Skype has made video conferencing incredibly affordable in the past few years, and this easily accessible technology is having some interesting effects when it comes to crossing cultural boundaries and extending language learning beyond the classroom. In a recent example of this, students at Lodi High School used Skype to make contact with Thai teacher Karnteera Ingkhaninan. The Skype chat was a follow up to a 3 week trip to Thailand made by the American schoolkids. The Web is allowing students to stay in touch with their cross-cultural contacts in ways that weren’t possible only a few years ago. This increased interactivity adds excitement to the language learning process for students and allows them to enjoy a more authentic language learning experience direct from a native speaker.

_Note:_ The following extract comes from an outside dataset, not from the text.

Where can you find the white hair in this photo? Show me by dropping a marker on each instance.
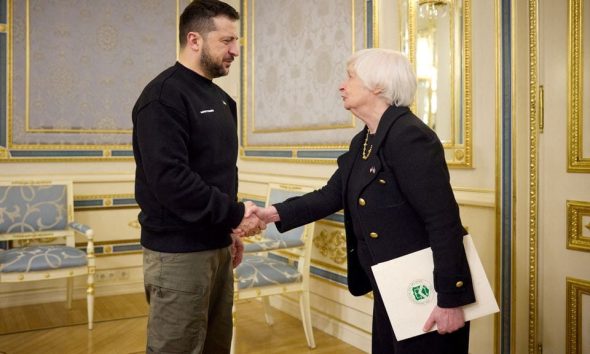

In Thailand itself, debate is raging over the quality of the local education system. Criticism has been leveled at the system for years, in particular with regards to what is seen as a lagging behind in quality English programs. But some defenders of the Thai system point out that it remains superior to the American education system in several key ways. An opinion piece written by John Arnone responded scathingly to contentions that Thai students were missing out by not getting a good enough education in creativity and individuality. Arnone argues that it’s questionable whether these character traits can even be taught or if they simply develop on their own, and in any case students are in school to learn fundamentals such as mathematics and languages – not how to be creative. Arnone does concede that English teaching in Thailand leaves a lot to be desired, but argues that the lack results from English teachers with poor Thai language skills who cannot communicate clearly with Thai students in both languages.
However, other media commentators have pointed to the Internet as part of a fracturing of Thai culture and a sense of interconnectedness amongst Thais. Kobsak Chitikul is a Thai politician who recently wrote an opinion piece in which he pointed to technology in youth culture as part of the reason Thailand is losing a strong sense of identity.